40% of new leaders fail in their first 18 months in a new role. Generally that’s because of poor fit, poor delivery or poor adjustment to changes down the road. Manage this by paying more attention to the basics of executive onboarding and responding appropriately to the early warning signs at three critical stages:
I) From Before First Contact Through Accepted Offer – Warning Signs:
• For candidate: Poor initial impressions of people and the organization; miss-alignment of expectations and strengths, motivation and fit; challenging negotiations.
• For organization: Poor initial impressions of candidate; miss-alignment of strengths, motivation and fit; concerns about what and how candidate negotiates.
II) Fuzzy Front End Between Acceptance And Start – Warning Signs:
• For new leader: Organization goes dark, not contacting new leader.
• For organization: New leader goes dark, focuses on other things, not open to pre-work or onboarding help.
III) Day 1 And Early Days – Warning Signs:
• For new leader: Boss absent, not supporting, not helping; downside surprises in strategic, operational or organizational strengths.
• For organization: New leader moving either too fast in taking charge or too slow in building relationships, learning, accelerating strategic, operational, organizational processes and delivering culturally appropriate early wins.
Organizational Executive Onboarding Basics
For the boss and the organization thinking in terms of aligning, acquiring, accommodating, assimilating and accelerating new leaders can go a long way.
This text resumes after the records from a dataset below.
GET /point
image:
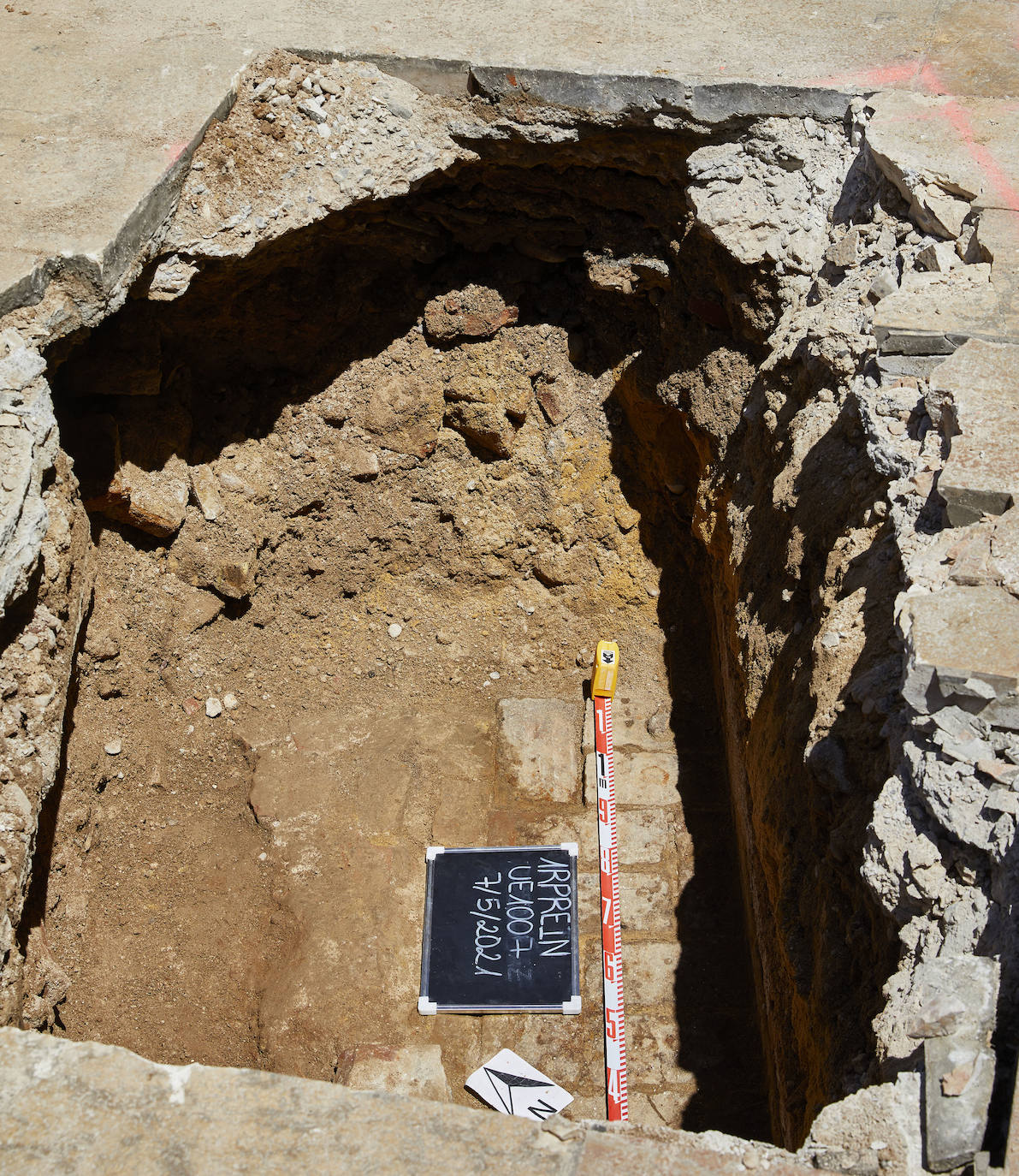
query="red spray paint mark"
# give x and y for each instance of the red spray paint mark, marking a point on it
(927, 80)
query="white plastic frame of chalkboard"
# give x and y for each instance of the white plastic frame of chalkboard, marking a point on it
(428, 1007)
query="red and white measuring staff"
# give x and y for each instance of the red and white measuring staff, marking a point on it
(603, 688)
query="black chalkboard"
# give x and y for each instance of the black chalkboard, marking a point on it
(501, 930)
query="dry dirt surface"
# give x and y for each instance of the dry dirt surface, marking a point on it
(286, 700)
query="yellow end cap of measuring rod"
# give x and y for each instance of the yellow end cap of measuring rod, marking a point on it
(607, 669)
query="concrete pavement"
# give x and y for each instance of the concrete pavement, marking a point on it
(99, 103)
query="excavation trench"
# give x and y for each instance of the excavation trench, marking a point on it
(356, 486)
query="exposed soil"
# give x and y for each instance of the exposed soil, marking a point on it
(247, 889)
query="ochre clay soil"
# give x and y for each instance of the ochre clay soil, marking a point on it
(247, 888)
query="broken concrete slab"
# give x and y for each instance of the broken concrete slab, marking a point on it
(958, 1076)
(536, 753)
(874, 1131)
(981, 472)
(955, 995)
(933, 314)
(957, 635)
(938, 147)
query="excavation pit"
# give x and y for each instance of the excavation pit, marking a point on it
(390, 428)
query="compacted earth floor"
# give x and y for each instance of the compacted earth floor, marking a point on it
(283, 704)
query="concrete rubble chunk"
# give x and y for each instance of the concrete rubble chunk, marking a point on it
(953, 995)
(874, 1131)
(19, 368)
(958, 1076)
(536, 751)
(981, 472)
(938, 178)
(172, 277)
(938, 257)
• Align: Agree on the need for a new team member and the delineation of the role you seek to fill as well as strengths, motivation and fit requirements.
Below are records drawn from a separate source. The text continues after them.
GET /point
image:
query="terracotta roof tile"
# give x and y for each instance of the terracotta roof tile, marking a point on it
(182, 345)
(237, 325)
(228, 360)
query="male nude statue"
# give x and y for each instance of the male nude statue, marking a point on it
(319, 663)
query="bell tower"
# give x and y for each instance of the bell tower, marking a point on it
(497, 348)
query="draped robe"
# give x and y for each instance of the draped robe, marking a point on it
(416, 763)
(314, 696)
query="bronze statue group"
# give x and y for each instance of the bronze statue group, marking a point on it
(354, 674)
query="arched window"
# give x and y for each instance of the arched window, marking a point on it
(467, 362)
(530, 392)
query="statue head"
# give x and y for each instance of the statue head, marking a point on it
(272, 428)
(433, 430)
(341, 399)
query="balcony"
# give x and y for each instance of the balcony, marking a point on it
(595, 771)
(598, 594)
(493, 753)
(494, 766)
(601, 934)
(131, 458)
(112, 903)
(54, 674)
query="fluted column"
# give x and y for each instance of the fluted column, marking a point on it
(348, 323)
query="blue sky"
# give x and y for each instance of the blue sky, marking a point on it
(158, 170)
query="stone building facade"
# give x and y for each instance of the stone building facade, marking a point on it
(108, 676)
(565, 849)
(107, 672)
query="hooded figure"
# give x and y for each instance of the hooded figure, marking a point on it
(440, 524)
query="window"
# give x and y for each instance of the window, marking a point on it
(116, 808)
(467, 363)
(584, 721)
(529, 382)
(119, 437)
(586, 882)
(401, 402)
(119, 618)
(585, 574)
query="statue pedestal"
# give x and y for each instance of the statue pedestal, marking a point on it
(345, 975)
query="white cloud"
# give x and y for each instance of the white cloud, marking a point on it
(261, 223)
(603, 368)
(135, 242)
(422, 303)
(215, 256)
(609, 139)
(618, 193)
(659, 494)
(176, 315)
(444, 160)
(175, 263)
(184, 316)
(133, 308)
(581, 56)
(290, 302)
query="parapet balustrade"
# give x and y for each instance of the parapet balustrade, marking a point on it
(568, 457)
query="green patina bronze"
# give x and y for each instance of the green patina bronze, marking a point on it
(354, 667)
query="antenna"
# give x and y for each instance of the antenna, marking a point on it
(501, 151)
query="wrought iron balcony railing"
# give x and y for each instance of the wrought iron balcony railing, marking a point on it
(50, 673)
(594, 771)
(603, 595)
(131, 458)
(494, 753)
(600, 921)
• Acquire: Identify, recruit, select and get people to join the team in a way that communicates the right things about the organization.
• Accommodate: Give new team members the tools they need to do work, investing in their Fuzzy Front End and Day One experiences.
• Assimilate: Help them join with others so they can do work together investing in active introductions to key people.
• Accelerate: Help them and their teams deliver better results faster accelerating through their first 100-days and beyond.
New Leader Executive Onboarding Basics
As a new leader, get a head start; manage the message; set direction; build the team; sustain momentum; deliver results.
1. Get a head start. Accelerate progress by getting a head start and hitting the ground running. Preparation in the days and weeks leading up to Day One breeds confidence; and a little early momentum goes a long way.
2. Manage the message. Everything communicates. Choose and guide what others see and hear, and when they see and hear it, rather than letting happenstance or others make those choices for you. Start this process with your current best thinking before Day One and adjust steadfastly as you go along.
3. Set direction. Build the team. The first 100 days is the best time to put in place the basic building blocks of a cohesive, high-performing team. Create the organization’s imperative with the support and buy-in of your team. As a team leader, your own success is inextricably linked to the success of the team as a whole.
4. Sustain momentum. Deliver results. While the first 100 days are a sprint to jump-start communication, team building and core practices, it’s all for naught if you then sit back and watch things happen. Evolve your leadership, practices and culture to keep fueling the fires you sparked and deliver ongoing results.
Responding To Warning Signs
Step one is to notice the warning signs. Hopefully this article will help you see them.
Then triage the situation:
• If the warning sign is no big deal on its own, don’t react. But do file it away as a data point for the future.
• If it signals a manageable or mission-critical risk, manage the situation and the risk appropriately, getting and providing incremental support to mitigate the risk.
• If it signals an insurmountable risk, cut your losses either stopping the onboarding process or redirecting the new leader in a different direction.